Chaperone-assisted selective autophagy (CASA) is a newly-described selective tension-induced macroautophagy pathway mediated by Bag3 that is believed to be essential for mechanotransduction in skeletal muscle and to be an important regulator of the immune system. We investigated CASA machinery both in healthy and in fifteen papillomavirus-associated neoplastic bovine urothelium. The components of CASA complex, that comprises the molecular chaperones HspA8/Hsc70 and Hsp8B/Hsp22 and the cochaperones Bag3 and STUB1/CHIP, were studied by molecular, microscopic and submicroscopic investigations. CASA complex was found to be constitutively expressed in healthy bovine urothelium; its expression increased in urothelial cancers of cattle, namely thirteen papillary carcinomas and two papillary urothelial neoplasm of low malignant potential (PUNLMPs).

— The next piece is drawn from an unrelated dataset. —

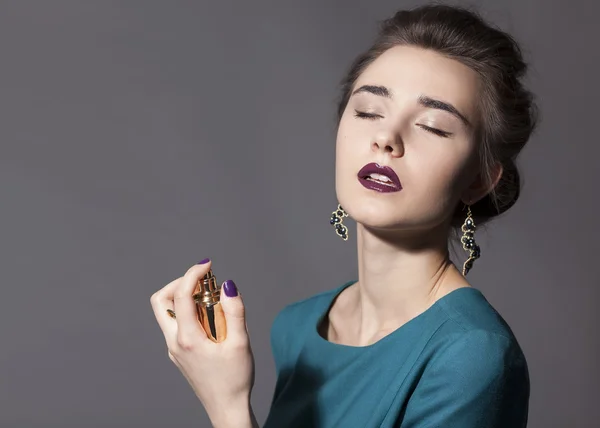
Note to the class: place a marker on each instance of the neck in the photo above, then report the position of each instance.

We suggest that basal levels of CASA are important in the healthy urothelium which interfaces with the community of urinary microbiota thus representing an important epithelial cell-autonomous mechanism of antibacterial defense. Co-immunoprecipitation studies using an antibody against bovine papillomavirus E5 protein revealed that the oncoprotein co-localized with CASA complex in urothelial cancer cells. This suggests that infection by BPV E5 could influence cell behaviour by interfering with basal autophagy processes although this study did not conclusively show that this interaction increased the expression of CASA proteins. In neoplastic urothelium, CASA could be involved in regulating fundamental cellular processes such adhesion, migration, and proliferation and so might influence the biological behaviour of urothelial tumors in cattle.